Since there are such large time differences involved with
markets closing at very different times across the world,
there could be events or information that come through to
reveal to investors that the actual value of the
international shares is different from the closing (or
'stale') value. Therefore, the real value of the mutual
fund may be quite different from the calculated value at
the close of the trading day. This provides a tremendous
opportunity for profit, especially for insiders of fund
managers, who can take advantage of information that is
not available to ordinary retail investors.

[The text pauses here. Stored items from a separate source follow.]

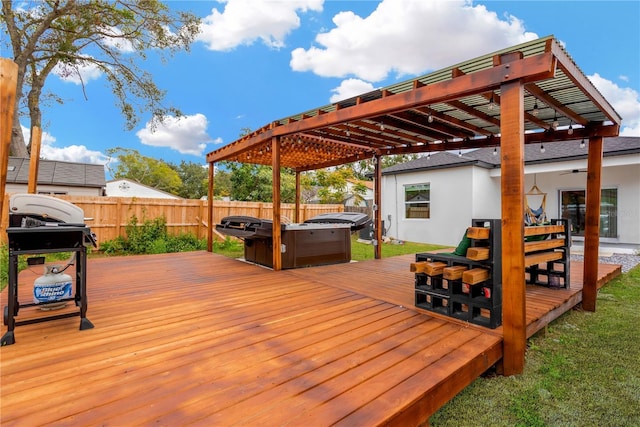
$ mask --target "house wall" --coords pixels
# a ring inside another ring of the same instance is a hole
[[[399,240],[457,245],[473,215],[472,167],[384,175],[382,218],[386,235]],[[485,179],[482,180],[483,182]],[[404,186],[429,183],[431,214],[428,219],[405,218]]]
[[[560,191],[586,189],[586,160],[528,165],[524,191],[534,183],[547,193],[547,218],[560,218]],[[580,170],[571,173],[573,169]],[[401,240],[456,246],[473,218],[501,217],[499,169],[475,166],[384,175],[382,212],[387,236]],[[431,218],[404,218],[404,185],[431,183]],[[601,238],[601,244],[640,249],[640,156],[603,159],[602,187],[618,189],[618,238]],[[541,198],[525,197],[532,208]],[[583,240],[574,237],[574,241]]]
[[[502,216],[500,179],[493,178],[488,169],[473,167],[471,171],[473,193],[471,219],[500,218]],[[469,225],[470,221],[467,227]]]

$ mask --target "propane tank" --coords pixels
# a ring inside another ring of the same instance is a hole
[[[45,265],[44,275],[33,284],[33,301],[36,304],[55,303],[71,298],[72,287],[71,276],[61,273],[59,265]]]

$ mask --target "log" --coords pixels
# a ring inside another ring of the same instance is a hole
[[[446,262],[430,262],[427,264],[424,272],[429,276],[441,276],[446,266]]]
[[[411,265],[409,266],[409,270],[412,273],[423,273],[426,265],[427,265],[427,261],[412,262]]]
[[[458,280],[462,278],[462,273],[467,271],[467,267],[464,265],[453,265],[451,267],[446,267],[442,271],[442,278],[447,280]]]
[[[487,227],[469,227],[467,228],[467,237],[470,239],[488,239],[491,229]]]
[[[489,259],[489,248],[475,247],[467,249],[467,258],[474,261],[483,261]]]
[[[489,270],[486,268],[472,268],[462,273],[462,282],[475,285],[489,279]]]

The other practice that has been used to deprive small
investors of returns at the cost of a favoured group of
insiders of elite investors is known as late trading. In
this case, managers can benefit selected clients by
processing orders as if they were placed before the close
of the trading day instead of later. This is possible
because orders usually take several hours to process, so
that trades are usually allowed to go through to the
mutual fund well after closing, as long as the original
order was placed before the close of the trading day. So
brokers can simply declare that a particular order was
placed earlier. Late trading is more than a bending of the
law, it is strictly illegal although extremely difficult
to monitor and regulate.
Both market-timing and late trading do more than provide
windfall profits for a small group of favoured investors
or even insider managers themselves. They also affect the
total value of the mutual fund and therefore the return to
small investors. Whenever an investor sells at a price
above the true market value of the fund's shares or buys
at a price below the market value, the difference must be
absorbed by the mutual fund itself. This means that the
total value of the assets owned by the fund, and therefore
the value of each individual holding, must go down.

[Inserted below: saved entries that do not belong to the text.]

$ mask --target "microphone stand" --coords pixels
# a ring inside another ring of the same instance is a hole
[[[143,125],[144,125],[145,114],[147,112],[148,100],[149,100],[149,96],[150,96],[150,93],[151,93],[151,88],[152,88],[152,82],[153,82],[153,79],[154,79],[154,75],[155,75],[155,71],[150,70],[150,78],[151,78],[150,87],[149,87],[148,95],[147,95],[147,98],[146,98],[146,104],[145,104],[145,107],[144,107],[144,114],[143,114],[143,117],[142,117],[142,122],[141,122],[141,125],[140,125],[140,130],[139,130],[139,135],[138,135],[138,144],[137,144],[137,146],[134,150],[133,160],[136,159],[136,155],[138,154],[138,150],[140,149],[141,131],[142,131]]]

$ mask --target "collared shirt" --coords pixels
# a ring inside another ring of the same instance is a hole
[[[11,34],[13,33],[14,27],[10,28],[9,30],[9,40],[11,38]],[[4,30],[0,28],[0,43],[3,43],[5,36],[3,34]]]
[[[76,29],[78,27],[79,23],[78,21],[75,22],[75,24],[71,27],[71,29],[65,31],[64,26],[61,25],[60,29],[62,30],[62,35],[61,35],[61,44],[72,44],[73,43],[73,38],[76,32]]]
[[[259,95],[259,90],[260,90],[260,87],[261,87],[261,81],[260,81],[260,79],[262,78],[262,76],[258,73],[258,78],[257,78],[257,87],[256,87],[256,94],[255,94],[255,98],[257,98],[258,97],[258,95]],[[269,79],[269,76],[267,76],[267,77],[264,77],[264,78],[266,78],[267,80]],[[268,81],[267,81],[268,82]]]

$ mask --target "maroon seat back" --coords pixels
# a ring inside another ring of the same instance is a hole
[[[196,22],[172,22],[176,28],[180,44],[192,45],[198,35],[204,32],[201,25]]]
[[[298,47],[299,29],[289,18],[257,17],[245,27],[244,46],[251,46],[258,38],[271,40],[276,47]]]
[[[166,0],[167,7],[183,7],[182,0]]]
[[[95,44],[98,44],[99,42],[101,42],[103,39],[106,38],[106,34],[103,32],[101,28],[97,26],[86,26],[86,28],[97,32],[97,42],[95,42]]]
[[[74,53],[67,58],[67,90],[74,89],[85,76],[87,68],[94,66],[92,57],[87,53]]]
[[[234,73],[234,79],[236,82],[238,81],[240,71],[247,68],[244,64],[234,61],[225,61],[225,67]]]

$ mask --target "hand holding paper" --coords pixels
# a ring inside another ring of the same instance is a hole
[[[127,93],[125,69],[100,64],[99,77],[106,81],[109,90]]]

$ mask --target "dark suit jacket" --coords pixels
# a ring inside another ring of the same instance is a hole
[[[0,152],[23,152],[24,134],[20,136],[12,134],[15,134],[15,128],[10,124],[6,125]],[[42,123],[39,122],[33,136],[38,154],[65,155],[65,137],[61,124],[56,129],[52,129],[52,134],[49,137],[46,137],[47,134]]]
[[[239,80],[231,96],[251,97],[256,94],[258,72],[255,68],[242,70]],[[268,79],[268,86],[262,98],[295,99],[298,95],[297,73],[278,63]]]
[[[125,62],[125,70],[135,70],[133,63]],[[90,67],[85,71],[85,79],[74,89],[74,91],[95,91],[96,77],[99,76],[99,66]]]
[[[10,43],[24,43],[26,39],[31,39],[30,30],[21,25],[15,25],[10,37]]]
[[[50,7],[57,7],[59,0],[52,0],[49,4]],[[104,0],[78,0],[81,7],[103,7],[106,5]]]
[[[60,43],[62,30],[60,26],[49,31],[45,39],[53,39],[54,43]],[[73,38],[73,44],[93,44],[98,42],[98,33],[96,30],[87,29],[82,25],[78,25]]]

It is now clear that these practices were not restricted
to a few unscrupulous mutual fund managers, but were
actually widespread across the hedge fund and mutual fund
industries. Every week since September, when the first
accusations against a hedge fund were made by Eliot
Spitzer, new firms have come up for scrutiny and been
found wanting. Clearly, therefore, millions of small
investors in the US who invested in mutual funds have lost
some savings by virtue of these sharp practices.

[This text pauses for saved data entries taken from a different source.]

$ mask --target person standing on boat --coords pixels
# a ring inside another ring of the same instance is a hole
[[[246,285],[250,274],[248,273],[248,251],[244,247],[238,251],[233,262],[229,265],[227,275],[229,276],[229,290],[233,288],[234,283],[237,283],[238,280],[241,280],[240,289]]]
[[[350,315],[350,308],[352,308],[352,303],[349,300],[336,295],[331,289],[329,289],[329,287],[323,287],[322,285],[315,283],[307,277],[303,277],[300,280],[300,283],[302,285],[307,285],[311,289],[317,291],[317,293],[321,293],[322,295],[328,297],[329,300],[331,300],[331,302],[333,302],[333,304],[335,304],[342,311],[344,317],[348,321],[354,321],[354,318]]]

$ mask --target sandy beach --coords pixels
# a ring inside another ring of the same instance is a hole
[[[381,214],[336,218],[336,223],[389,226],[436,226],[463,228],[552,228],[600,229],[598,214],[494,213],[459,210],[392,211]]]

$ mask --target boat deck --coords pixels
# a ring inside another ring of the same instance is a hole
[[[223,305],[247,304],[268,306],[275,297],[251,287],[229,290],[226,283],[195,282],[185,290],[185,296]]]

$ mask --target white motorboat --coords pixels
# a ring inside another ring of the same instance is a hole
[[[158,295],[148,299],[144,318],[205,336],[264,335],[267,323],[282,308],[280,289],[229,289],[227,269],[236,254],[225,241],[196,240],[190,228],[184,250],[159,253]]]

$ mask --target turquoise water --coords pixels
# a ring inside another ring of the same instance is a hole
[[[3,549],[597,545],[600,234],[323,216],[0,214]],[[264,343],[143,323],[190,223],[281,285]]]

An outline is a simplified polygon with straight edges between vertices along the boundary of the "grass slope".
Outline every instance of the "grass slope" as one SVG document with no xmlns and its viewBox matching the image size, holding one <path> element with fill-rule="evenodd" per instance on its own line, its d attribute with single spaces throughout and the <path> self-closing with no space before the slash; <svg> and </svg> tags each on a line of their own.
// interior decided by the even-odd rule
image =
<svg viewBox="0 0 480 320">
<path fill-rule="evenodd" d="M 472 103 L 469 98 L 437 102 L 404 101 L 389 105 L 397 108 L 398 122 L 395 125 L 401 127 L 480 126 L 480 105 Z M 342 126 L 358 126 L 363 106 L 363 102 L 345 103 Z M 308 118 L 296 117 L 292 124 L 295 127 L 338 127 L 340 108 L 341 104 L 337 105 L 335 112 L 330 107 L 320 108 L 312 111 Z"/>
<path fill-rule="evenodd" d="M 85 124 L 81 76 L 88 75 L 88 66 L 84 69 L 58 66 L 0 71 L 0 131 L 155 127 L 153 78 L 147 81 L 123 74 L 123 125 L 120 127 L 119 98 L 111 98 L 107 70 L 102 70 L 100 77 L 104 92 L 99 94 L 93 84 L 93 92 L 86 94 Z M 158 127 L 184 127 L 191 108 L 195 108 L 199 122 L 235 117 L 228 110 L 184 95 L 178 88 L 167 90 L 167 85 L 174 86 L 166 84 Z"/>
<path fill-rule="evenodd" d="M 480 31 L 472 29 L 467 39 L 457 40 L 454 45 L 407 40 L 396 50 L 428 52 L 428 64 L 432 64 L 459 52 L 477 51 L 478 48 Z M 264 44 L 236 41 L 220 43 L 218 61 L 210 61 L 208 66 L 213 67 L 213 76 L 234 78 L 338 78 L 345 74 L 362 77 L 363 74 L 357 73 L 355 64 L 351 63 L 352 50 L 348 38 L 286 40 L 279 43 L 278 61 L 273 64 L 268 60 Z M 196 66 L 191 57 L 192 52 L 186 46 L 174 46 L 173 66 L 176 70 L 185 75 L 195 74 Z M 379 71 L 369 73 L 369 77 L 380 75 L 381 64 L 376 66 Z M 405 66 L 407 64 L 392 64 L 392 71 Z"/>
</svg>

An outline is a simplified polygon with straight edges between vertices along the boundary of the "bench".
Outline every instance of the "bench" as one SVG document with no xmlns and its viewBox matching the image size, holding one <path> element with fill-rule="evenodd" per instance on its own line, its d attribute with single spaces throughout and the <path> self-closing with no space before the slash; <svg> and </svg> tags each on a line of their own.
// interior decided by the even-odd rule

The SEC has already been criticized
for its inactivity and ignoring of such fraudulent
practices, which raise many parallels with the earlier
Wall Street scams. A recent settlement of SEC with Putnam,
the fifth biggest US fund manager, has been denounced by
Spitzer and other regulators for not going far enough.
Without admitting
wrongdoing, Putnam has agreed to 'governance reforms' and
to pay restitution to investors who lost money as a result
of its employees' improper trading. This is tantamount to
administering a light slap on
the wrist for very serious financial crimes.
While some
individual managers are being punished by losing their
jobs, the extent of punishment is not likely to be a
deterrent to such activity by others in the future. This
is especially true when those who are forced to leave
still make windfall gains in the process. For example, the
CEO of
Putnam, Lawrence Lasser, is due to
receive $89 million in parting pay. He was already one of
the highest paid executives in the industry, receiving
over $100 million in pay and bonuses over
the past five years.
All this
reinforces arguments that are now well known: that
financial markets are prone to all sorts of imperfections
resulting from incomplete and asymmetric information in
particular, and that these can give rise to very serious
malfunctioning and wrongdoing. It is also increasingly
clear that adequately regulating undesirable practices is
difficult if not impossible, given the ability of the
markets to develop new forms of malpractice, and the close
social and political nexus that tends to exist between
financiers and those who are meant to monitor them.